I’d look into what parts of the plant are medicinal. I’ve read things that say the berries are beneficial, but only if eaten in the traditional way (ie. the pounded and then sun-dried chokecherry patties), since the pits are the source of the medicine at least according to that source (can’t find it now).
Other sources use the bark for cough medicine, in place of black cherry bark. In that case, you wouldn’t be tincturing the fruit, but instead the bark.

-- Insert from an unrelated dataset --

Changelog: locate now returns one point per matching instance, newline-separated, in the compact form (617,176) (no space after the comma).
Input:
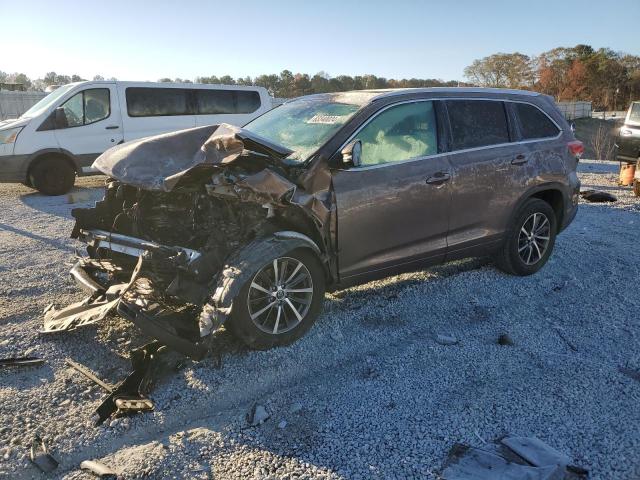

Anyhow, think about what you’re trying to get out of it and make sure a tincture is the right preparation for the benefits you seek. I don’t know all that much about the benefits of chokecherry medically, so I can’t really advise you here.
Kathryn
I love reading your information. But I wish you could make a printable page with just the main pertinent information. Then I could put it in my herbal folder. Never know when the internet will not be here… Just a thought.
Administrator
Thanks for that suggestion. If I find an article that I want to keep that isn’t printable then I will often copy and paste the information that I want into a word document and then either save it or print it.
SB
I froze my harvest from last year as whole fruit (seeds intact). Do you think this was a mistake leaving the seeds in? Or can I thaw and proceed with any of your chokecherry recipes?
Administrator
I think you’ll be fine to thaw and proceed.
SB
Thanks! I’ll give it a try. I’m leaning towards a gallon of wine
Administrator
You’re very welcome.
Judeen Brewer
Here’s another way to use chokecherries….syrup. Delicious on pancakes, waffles, french toast and vanilla ice cream! MMMMMM!
Administrator
Yes! So yummy!
Roxana
I noticed you refer to chokecherries as shrubs. I was in my garden today and a tree branch from the edge of the woods grew over the garden. The leaves, fruit and seed pits fit the description, and it had a pleasant smell when crushed, but this is, like, a 20 foot tree. Does this sound like a chokecherry or a look-alike to you?
Administrator
According to the Lady Bird Johnson Wildflower Center a Chokecherry tree is “A large, deciduous shrub or small understory tree, choke cherry grows 20-30 ft. tall and often forms thickets.”
Angelique
When juicing the chokecherries, can you use imperfect cherries? For example there is a hole in the cherry. Which I am assuming has been done by an insect. Is it safe to use these cherries as well?
Administrator
There is a certain kind of fly that lays its larvae in the cherry fruit and they then hatch inside of it. I would personally want to verify if there are any worms inside the fruit before using them for juice. With that said, I don’t think these particular pests are harmful to humans when accidentally ingested. You will just have to use your own judgement on this one.